Grogu fit alors une série de gazouillement, déformée par un vocabulateur.
_ Voyez ! dit Migs.
_ Bizarre, dit la femme.
_ Je pense qu'à cause de son étrangeté, personne ne lui a appris à parler. Mais, il comprend les phrases simples et courtes. Du coup, il ne parle pas et ça me va bien.
_ Où diable l'avez-vous trouvé ?
_ Il travaillait pour un Dug, sur Tatooine, lui-même au service de Jabba le Hutt.
_ Un excellent partenaire, commenta la femme.
_ A ce qu'on dit. Je n'ai jamais eu l'opportunité de traité avec lui. A l'époque, l'entreprise était gérée par mon père.
_ Rappelez-moi votre domaine.
_ L'ionique et le plasma.
_ L'armement.
_ Vos mots, ma chère.
_ Vous en étiez au Dug.
_ Un Dug déçu par son Kubaz.
_ Je commence à comprendre.
_ J'ai payé sa dette et il sait qu'il doit rester à mes côtés car le sort que lui réserve les Dugs est pire que la mort. Il est docile, d'une loyauté à toute épreuve, grand et fort. Que demander de plus si ce n'est en avoir d'autres comme lui ? Pourquoi m'interrogez vous à ce point sur ma créature ? Ai-je si peu de charme ?
_ Vous avez un bel esprit, c'est certain. Mais, surtout, les références que vous nous avez fournies sont parfaitement conformes à nos standards.
_ Conformes à vos standards ? répéta Migs.
_ Bien au-dessus de nos standards, corrigea la femme.
_ Je préfère.
_ Nous sommes simplement surpris de ne pas vous avoir connu avant.
_ Mon domaine d'expertise nécessite de la discrétion. C'est la seule chose vraiment intéressante que mon père m'ait enseignée. Avec le nouveau régime politique du noyau, j'ai choisi de ne travailler qu'avec des gens qui ont besoin d'être aussi discret que moi.
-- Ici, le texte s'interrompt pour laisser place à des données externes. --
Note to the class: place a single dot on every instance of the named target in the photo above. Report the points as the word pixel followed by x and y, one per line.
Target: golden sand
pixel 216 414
_ Alors, nous nous entendrons. Une dernière question en guise de vérification.
_ Faites.
_ Vous êtes venu à bord d'une navette impériale, repeinte, certes, mais impériale.
_ Quand d'autres ont de la chance de naître, je suis né chanceux. J'ai gagné mon transport lors d'un pari avec un collectionneur de vaisseaux sur Canto Bight. La peinture ne visait qu'à dissimuler le sceau impérial si offensant aux yeux des Républicains. J'ai même fait appel à une de leurs artistes pro paix.
Migs ria avec dédain. Din devait bien avouer que Mayfeld excellait dans son rôle. Peli Motto avait réparé la navette et son mari l'avait repeinte.
_ Si vous les voyiez se pavaner devant mon vaisseau pour en admirer le fuselage… continua Migs.
_ J'imagine.
_ Mais, l'intérieur est particulièrement confortable. Au-delà de la jouissance que me procure le fait de voir des idiots me lécher les pieds pour quelques coups de pinceaux, c'est mon confort qui prime.
_ En parlant de confort, nous vous proposons de vous installer dans une de nos suites, le temps de vous reposer de votre voyage depuis Coruscant. Demain, nous vous ferons visiter notre élevage.
_ Je brûle d'envie d'y être, dit Migs.